The wheels are lighter and you can feel the difference. I have slashed some side walls but after going tubeless, I don't remember the last time I had a puncture. I'm sure I've had them but they seal so quickly you don't notice. I top the sealant off every now and then (I use Orange Seal which is better than Stans and doesn't congeal) and don't worry about it for the life of the tire.

I never really got a lot of flats before I went tubeless...but I had enough of them to be irritating every now and then.

Tubes are fine. They work great. I wouldn't fault anybody for sticking with them. Tubeless is better, in my opinion.

I carry a Tubolito tube as a spare on all of my bikes (and two of them on my bikepacking bike). They are very light, a third of the weight of a light latex tube. In the end, if you can't get the punctures to seal, can't repair the tire, or can't seat the bead, you can throw in the tube and you'll be no worse off than you were back in the stone age before tubeless tires. The Tubolitos are expensive but it's likely a one-time purchase which you will probably never use. If you store them carefully on your bike they will last a long time. I'll pay fifty bucks to shave a pound and a half of unnecessary weight off of my bikepacking bike which I hope to use on the Tour Divide next year, not to mention the space saving as they are very small when rolled up.
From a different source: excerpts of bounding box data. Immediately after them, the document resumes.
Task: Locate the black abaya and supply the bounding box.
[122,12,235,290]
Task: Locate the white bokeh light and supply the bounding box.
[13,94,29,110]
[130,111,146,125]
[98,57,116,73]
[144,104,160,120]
Just an observation in regard to Tubolitos and other ostensibly expensive parts, bikes, or accessories. If they are high quality, give good service, and last a long time you will never be sorry you paid the extra money. I have never been out in the rain and sleet and cursed myself for having spent close to $300 on a high quality, waterproof jacket. I have two Patagonia Nanopuff jackets that I use for layering in the winter and to increase the R-value of my sleep kit. I paid something like $260 for the first one and $140 for the second one on sale. Seveny miles from the nearest town with the temperature dropping and the sleet coming down I have only fond memories of the money I spent.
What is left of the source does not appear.